WASHINGTON (AP) — As the death of another black man while in police custody sparked ongoing protests in a nearby city, the Senate on Wednesday prepared to discuss more widespread use of police body cameras.
Sen. Tim Scott, R-S.C., called for the body-camera hearings following the fatal shooting in North Charleston of a black man.
“I believe the deployment of body-worn cameras will provide increased protections for both law enforcement and those they serve,” Tim Scott said.
The hearing has not been scheduled. “It’s a great idea and I appreciate Tim for pushing it forward,” said Sen. Lindsey Graham, R-S.C. and chairman of the Judiciary Subcommittee on Crime and Terrorism.
Scott, in a letter to Graham and Judiciary Committee Chairman Chuck Grassley, R-Iowa, called the North Charleston incident “tragic and unnecessary.”
Walter Scott, who was 50 and not related to the senator, was shot in the back and killed by a North Charleston officer on April 4. The shooting was not captured by the officer’s dashboard camera, which shows what appears to be a routine traffic stop until Walter Scott takes off running. But a bystander captured the episode on an iPhone camera, which shows the officer firing eight times at Walter Scott.

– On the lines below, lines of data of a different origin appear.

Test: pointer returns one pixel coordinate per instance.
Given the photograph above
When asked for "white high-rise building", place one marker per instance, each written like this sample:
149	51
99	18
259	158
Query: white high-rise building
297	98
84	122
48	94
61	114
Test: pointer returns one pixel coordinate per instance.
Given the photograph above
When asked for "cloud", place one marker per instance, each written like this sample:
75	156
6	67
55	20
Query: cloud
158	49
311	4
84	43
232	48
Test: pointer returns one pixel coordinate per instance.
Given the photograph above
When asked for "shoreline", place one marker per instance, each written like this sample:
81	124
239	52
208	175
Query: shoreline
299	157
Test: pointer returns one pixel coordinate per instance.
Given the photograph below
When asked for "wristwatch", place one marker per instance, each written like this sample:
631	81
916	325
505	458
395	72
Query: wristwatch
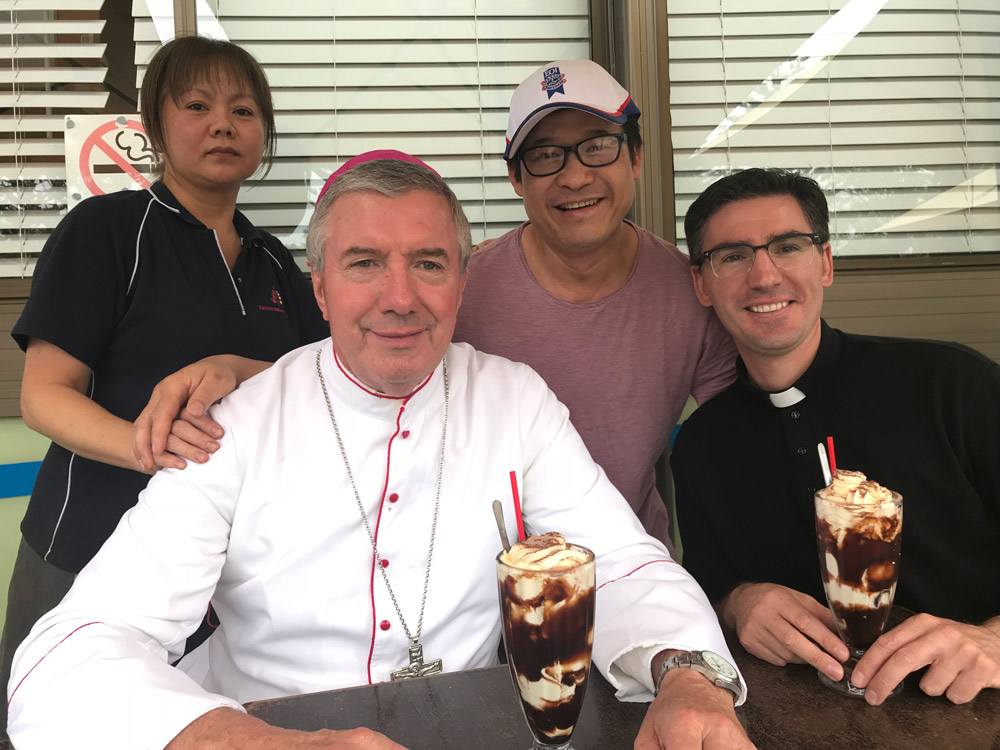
719	671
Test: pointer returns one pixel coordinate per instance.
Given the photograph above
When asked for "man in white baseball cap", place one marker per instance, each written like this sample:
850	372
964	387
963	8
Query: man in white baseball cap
601	308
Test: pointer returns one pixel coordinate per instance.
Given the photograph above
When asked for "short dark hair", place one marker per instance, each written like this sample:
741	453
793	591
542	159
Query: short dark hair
755	183
633	140
182	62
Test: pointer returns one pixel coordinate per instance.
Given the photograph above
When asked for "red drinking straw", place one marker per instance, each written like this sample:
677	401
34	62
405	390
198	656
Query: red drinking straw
517	506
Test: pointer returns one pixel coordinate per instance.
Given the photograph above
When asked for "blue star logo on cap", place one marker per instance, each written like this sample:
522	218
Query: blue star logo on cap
552	82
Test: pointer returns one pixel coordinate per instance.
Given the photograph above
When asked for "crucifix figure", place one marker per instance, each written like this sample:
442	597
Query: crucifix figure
417	667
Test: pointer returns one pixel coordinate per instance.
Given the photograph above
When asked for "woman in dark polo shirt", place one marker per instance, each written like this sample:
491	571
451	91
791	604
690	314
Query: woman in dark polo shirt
133	286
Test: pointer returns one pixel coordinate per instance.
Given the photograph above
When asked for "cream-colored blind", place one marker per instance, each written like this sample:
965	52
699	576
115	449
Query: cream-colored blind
893	106
431	79
53	66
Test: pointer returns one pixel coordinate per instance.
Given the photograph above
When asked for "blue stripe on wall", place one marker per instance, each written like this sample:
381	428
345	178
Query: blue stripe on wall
18	479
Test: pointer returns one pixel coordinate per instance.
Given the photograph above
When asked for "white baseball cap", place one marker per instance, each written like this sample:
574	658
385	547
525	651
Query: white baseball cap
565	84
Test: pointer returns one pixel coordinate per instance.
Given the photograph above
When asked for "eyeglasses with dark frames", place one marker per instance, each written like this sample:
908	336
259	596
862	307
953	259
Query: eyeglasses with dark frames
793	250
597	151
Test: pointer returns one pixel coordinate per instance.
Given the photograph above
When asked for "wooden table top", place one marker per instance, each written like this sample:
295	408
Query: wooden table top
787	709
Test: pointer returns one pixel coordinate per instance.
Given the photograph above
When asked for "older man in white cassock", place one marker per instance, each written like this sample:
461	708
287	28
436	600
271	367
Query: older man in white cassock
343	529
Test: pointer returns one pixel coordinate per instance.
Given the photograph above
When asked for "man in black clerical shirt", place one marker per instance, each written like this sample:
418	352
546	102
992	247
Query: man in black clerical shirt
920	417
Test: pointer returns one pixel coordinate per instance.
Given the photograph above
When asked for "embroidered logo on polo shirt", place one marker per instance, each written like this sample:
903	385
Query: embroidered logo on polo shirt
552	82
277	303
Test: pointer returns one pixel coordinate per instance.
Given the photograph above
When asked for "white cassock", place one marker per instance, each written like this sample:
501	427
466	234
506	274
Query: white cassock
269	530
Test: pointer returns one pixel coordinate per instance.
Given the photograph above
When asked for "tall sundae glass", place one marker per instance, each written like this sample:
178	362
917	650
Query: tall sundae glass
858	529
547	599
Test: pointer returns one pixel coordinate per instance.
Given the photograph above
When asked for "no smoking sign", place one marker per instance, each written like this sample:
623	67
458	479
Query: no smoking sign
105	154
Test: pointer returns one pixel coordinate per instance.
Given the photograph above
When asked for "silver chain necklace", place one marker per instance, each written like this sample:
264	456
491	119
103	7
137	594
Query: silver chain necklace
417	666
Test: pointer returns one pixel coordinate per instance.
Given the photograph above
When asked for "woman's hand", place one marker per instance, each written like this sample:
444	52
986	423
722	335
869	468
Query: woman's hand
175	425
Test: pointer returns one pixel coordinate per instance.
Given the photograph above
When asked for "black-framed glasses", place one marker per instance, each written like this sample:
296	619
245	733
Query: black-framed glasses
795	250
598	151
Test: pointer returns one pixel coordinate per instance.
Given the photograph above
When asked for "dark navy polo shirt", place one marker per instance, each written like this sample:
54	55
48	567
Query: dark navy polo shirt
135	287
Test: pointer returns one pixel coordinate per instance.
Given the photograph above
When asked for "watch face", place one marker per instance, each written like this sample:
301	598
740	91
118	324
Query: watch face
719	664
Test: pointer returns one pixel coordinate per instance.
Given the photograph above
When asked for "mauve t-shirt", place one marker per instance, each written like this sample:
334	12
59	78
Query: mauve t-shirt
624	365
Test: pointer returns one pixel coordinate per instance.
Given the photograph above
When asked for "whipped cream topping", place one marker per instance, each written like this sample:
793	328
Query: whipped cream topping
855	488
548	551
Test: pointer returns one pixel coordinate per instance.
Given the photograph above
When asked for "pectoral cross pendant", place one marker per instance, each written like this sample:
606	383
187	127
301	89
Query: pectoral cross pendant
417	667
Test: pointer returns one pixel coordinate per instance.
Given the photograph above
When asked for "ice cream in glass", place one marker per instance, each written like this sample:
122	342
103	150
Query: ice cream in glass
547	599
858	529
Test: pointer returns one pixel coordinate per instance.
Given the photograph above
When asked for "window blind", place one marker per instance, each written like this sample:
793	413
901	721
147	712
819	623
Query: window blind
430	79
54	68
894	107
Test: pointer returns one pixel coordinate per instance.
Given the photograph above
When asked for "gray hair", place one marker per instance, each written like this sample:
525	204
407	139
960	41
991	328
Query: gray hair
391	178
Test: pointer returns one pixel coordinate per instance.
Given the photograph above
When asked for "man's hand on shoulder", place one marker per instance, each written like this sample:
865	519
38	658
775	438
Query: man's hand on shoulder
963	659
228	729
782	626
690	713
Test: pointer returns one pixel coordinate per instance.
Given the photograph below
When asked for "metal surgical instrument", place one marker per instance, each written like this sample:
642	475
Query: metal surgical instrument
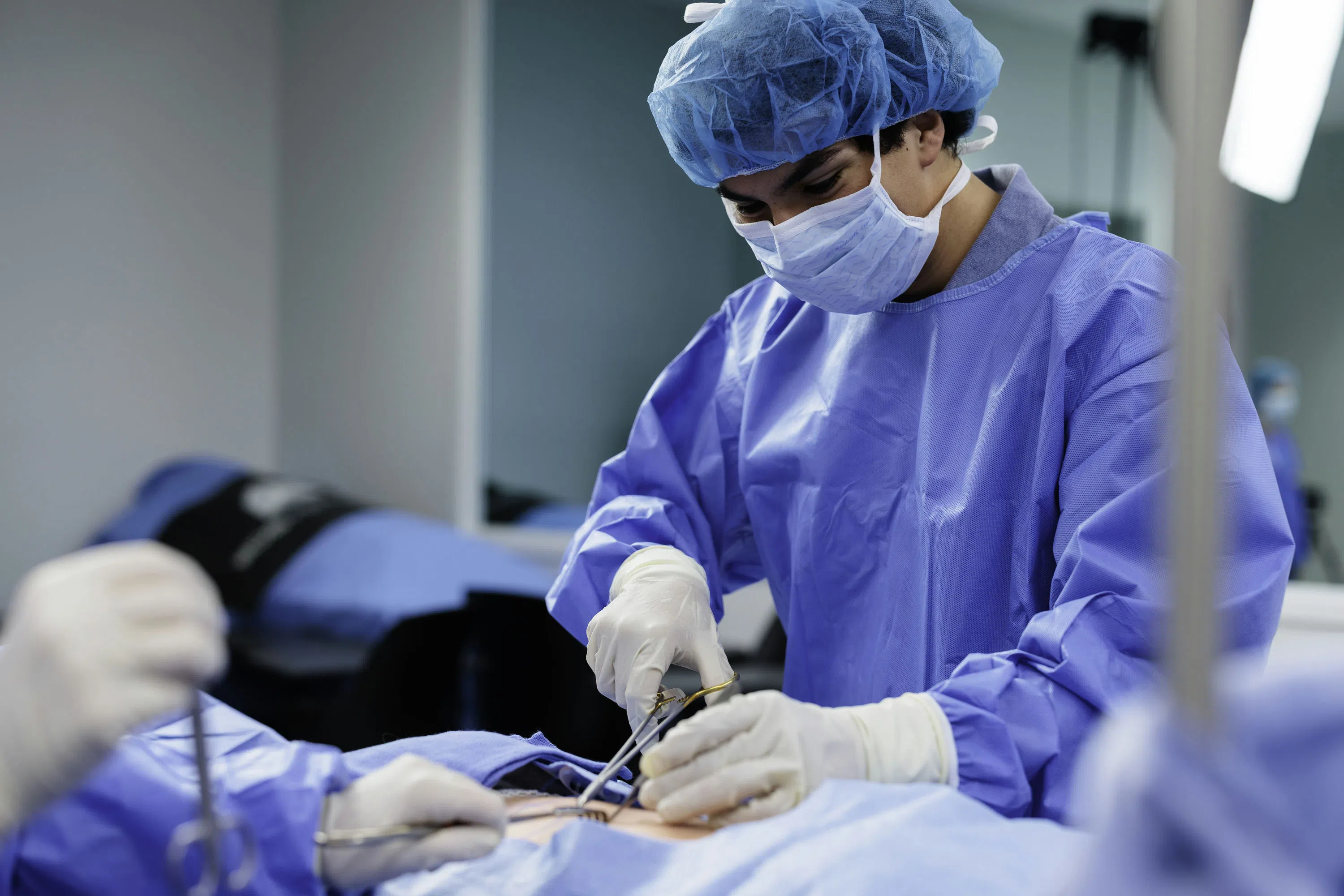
643	737
209	829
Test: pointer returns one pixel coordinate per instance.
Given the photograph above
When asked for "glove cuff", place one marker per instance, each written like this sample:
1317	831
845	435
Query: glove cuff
664	561
908	739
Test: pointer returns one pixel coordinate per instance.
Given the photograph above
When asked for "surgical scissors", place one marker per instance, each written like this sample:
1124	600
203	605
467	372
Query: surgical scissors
209	829
639	739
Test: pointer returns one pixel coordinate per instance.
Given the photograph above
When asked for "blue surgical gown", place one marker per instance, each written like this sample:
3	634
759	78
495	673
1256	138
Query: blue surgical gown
1288	471
960	495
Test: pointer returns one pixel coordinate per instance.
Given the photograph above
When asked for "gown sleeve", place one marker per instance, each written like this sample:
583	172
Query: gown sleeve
675	484
1019	716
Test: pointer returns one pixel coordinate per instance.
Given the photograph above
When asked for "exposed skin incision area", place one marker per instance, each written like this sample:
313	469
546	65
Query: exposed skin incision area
632	821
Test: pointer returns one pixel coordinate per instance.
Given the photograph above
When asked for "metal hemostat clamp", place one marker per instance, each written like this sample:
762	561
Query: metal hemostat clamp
643	737
209	831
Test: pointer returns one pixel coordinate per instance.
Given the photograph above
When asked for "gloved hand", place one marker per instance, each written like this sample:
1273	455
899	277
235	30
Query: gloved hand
96	644
761	754
409	790
659	616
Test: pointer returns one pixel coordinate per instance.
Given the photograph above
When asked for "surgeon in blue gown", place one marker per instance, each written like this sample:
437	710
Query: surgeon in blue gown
936	426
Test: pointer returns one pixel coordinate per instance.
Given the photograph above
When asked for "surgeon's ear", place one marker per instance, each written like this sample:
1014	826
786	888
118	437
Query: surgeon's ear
926	137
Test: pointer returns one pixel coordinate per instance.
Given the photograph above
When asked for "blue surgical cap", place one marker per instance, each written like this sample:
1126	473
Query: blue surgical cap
769	81
1269	373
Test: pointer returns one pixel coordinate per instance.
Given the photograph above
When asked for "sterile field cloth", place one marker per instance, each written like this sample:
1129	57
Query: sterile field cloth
111	835
847	837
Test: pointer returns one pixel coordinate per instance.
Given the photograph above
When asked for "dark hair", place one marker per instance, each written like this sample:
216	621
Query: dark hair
955	127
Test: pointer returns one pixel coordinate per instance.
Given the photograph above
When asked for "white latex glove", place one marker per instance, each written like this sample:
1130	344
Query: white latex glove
659	616
761	754
96	644
409	790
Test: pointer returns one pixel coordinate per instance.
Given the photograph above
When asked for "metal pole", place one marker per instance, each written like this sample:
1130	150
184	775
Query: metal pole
1199	49
1124	137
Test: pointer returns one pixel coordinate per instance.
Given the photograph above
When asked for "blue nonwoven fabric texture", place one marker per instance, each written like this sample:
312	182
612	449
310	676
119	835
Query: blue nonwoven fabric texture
1254	810
847	837
1288	472
357	578
769	81
963	495
487	757
111	835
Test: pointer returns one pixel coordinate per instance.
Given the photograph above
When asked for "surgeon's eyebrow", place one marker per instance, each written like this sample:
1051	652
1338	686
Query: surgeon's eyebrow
807	166
736	198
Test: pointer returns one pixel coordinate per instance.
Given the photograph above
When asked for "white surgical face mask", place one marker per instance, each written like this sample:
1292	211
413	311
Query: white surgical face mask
1279	405
854	254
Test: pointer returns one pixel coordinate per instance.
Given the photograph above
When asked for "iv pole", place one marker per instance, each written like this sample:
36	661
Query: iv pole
1198	65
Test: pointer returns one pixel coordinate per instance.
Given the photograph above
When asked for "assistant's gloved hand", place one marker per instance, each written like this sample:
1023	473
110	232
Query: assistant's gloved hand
659	616
761	754
409	790
96	644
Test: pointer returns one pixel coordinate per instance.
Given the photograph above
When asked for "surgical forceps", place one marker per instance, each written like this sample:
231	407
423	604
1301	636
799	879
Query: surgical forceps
639	739
209	831
642	737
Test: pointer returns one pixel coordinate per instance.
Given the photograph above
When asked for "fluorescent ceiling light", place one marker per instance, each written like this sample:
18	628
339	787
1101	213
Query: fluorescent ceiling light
1281	85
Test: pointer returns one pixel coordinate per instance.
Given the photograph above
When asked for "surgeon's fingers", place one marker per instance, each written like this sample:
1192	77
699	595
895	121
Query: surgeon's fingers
185	652
646	677
714	668
703	731
439	794
603	661
756	809
754	743
456	844
726	789
158	600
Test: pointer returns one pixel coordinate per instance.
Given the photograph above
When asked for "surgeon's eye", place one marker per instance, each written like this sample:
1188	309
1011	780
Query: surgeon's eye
750	210
826	186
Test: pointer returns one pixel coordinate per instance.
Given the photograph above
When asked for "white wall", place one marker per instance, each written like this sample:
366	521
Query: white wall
605	257
136	253
1297	309
1034	105
371	244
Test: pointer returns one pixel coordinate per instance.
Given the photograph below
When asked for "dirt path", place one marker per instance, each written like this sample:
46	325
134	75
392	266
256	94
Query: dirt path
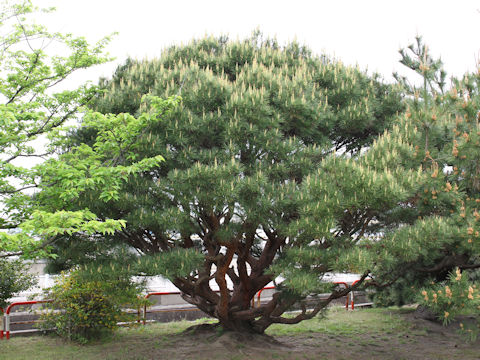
424	340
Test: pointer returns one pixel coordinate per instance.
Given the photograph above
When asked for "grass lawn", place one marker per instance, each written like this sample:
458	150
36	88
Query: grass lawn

The officer has been fired and arrested.
A few miles from the Capitol, protests continued Wednesday in Baltimore over the death of Freddy Gray, 25, who somehow suffered a fatal spinal-cord injury after being handcuffed and put in the back of a police van. The Justice Department has opened a civil rights investigation into Gray’s death, and six Baltimore police officers have been suspended while the department tries to determine the circumstances of the fatal event.